The number of people employed in North Carolina’s clean energy is up from 2015’s 26,000, but some sectors have been adversely impacted by the North Carolina legislature’s allowing the state’s tax incentives expire, Ivan Urlaub, executive director of North Carolina Sustainable Energy Association (NCSEA) tells WRAL Techwire.

NCSEA will disclose preliminary 2016 numbers from its yearly census at its annual Making Energy Work conference (ncbiotech.org/article/nc-life-science-investment-roll/134976) today and Tuesday in Raleigh. The NC clean energy sector currently racks up nearly $7 billion in annual revenues for 989 firms.

NCSEA’s predictions for the future, under a unified vision and action plan, say that the state could exceed 60,000 clean energy jobs and $35 billion in annual industry revenues by 2030.

While some sectors continue to grow, Urlaub said rooftop, customer-owned solar, geo-thermal ground source heat pumps, and swine-waste-to-energy will see job reductions this year due to the expired tax incentives. Rooftop solar and geo-thermal heat pumps are costly upfront investments that still pay off in the long run but are less attractive to buyers without the incentives.

Even though the state made considerable progress in the last 15 years on solar, climbing to fourth place in U.S. state installations, “Eliminating the tax benefit truncated this resource,” Urlaub said.
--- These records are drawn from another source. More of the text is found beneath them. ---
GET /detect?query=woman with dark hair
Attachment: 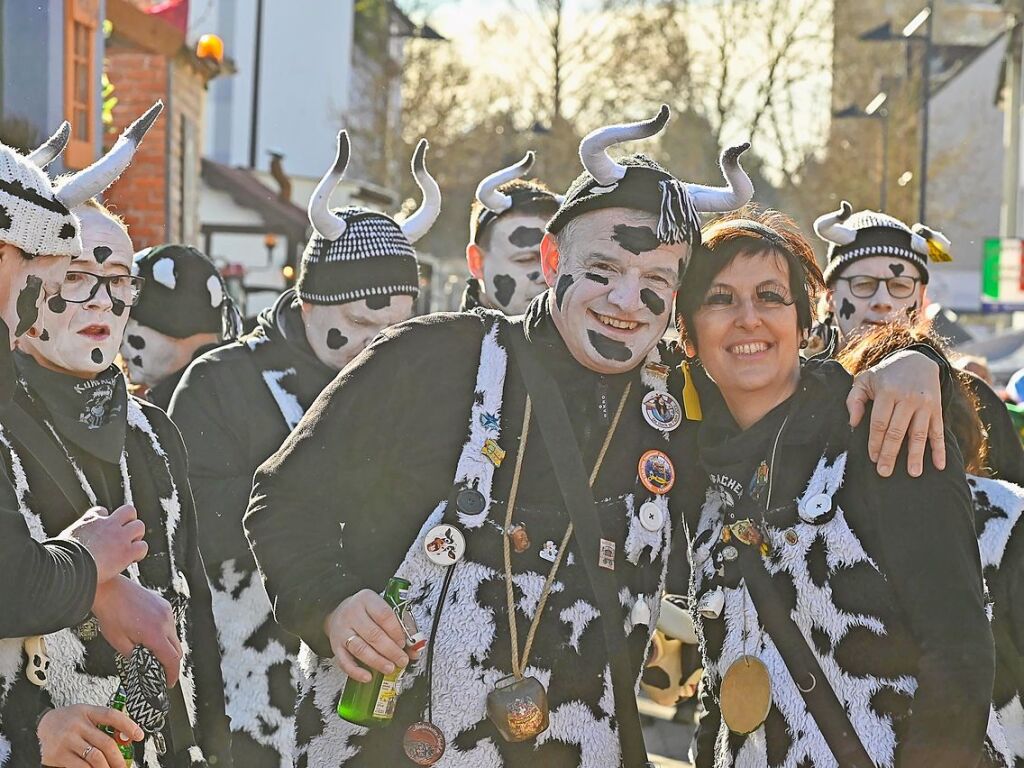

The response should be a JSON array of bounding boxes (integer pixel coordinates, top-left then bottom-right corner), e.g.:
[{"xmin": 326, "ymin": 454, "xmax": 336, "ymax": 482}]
[{"xmin": 677, "ymin": 210, "xmax": 998, "ymax": 767}]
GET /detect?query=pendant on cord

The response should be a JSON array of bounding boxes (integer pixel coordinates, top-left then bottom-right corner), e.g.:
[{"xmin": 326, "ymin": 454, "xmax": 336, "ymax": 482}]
[
  {"xmin": 486, "ymin": 674, "xmax": 550, "ymax": 742},
  {"xmin": 403, "ymin": 721, "xmax": 446, "ymax": 765},
  {"xmin": 720, "ymin": 655, "xmax": 772, "ymax": 734}
]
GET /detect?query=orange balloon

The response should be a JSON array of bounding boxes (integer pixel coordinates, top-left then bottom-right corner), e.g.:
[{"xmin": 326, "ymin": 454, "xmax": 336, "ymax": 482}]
[{"xmin": 196, "ymin": 34, "xmax": 224, "ymax": 64}]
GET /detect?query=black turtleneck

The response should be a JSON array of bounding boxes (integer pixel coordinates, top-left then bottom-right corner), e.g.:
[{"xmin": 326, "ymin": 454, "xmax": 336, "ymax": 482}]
[{"xmin": 0, "ymin": 320, "xmax": 98, "ymax": 638}]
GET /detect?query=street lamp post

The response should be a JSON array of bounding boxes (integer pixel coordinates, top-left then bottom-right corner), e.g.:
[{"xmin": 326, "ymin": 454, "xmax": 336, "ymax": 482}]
[
  {"xmin": 859, "ymin": 2, "xmax": 935, "ymax": 222},
  {"xmin": 834, "ymin": 92, "xmax": 891, "ymax": 211}
]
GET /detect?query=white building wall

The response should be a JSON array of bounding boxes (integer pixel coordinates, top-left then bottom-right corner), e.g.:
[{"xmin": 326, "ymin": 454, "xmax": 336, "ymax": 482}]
[{"xmin": 188, "ymin": 0, "xmax": 355, "ymax": 178}]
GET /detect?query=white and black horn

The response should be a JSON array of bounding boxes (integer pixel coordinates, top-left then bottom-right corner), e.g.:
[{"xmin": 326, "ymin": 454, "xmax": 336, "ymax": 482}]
[
  {"xmin": 55, "ymin": 101, "xmax": 163, "ymax": 209},
  {"xmin": 308, "ymin": 130, "xmax": 351, "ymax": 241},
  {"xmin": 476, "ymin": 151, "xmax": 535, "ymax": 213},
  {"xmin": 398, "ymin": 139, "xmax": 441, "ymax": 244},
  {"xmin": 686, "ymin": 142, "xmax": 754, "ymax": 213},
  {"xmin": 26, "ymin": 121, "xmax": 71, "ymax": 168},
  {"xmin": 910, "ymin": 223, "xmax": 950, "ymax": 257},
  {"xmin": 813, "ymin": 200, "xmax": 857, "ymax": 246},
  {"xmin": 579, "ymin": 105, "xmax": 671, "ymax": 186}
]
He said misguided politics led to their not being renewed and NCSEA is lobbying to have them restored. “Not enough people realize we have a lot to lose.”

2017 goal: restore tax incentives

That’s one reason the NCSEA annual census is important, he said. “So people realize how much we’re potentially sacrificing to make some people politically happy.”

“A goal of ours for 2017 is to increase financial options for clean energy resources,” said Urlaub. “Those could take any number of forms, tax incentives, grants or municipal government programs.”

Another possibility is community solar, where utilities build solar farms and allow customers who can’t afford install rooftop solar buy panels in the farm. It’s in its first phase of trials with the state’s electric cooperatives and NCSEA will issue a report on it in a few months.

“It’s a way to participate a little with the utility handling the upfront costs.”

Why not bio-gas?

Urlaub said the state has “Learned a ton about swine-waste-to-energy” from industry and academic partners such as North Carolina State University. “It’s a huge economic opportunity,” he added, but some industry players are running into barriers with regulations rather than the technology. “We want to get power plants off coal, but natural gas is only a little better.”

While natural gas is cleaner, overall, it still results in too many unwanted emissions. “Why not go to bio gas? It would be better from a sustainability standpoint.”

Models need to change to promote clean energy closer to the user, but utilities can’t just do it. “Regulations put a lot of restraints on how they learn and change their business model. We need to meet them half way so they can keep up in the new energy economy.”

Urlaub said the association expects about 400 people to attend its two-day conference,:”People find jobs, employers find candidates, deals get done” at the event he adds. “Every year we hear testimonials that companies found a person or partner that fills a missing niche in what they’re trying to accomplish.”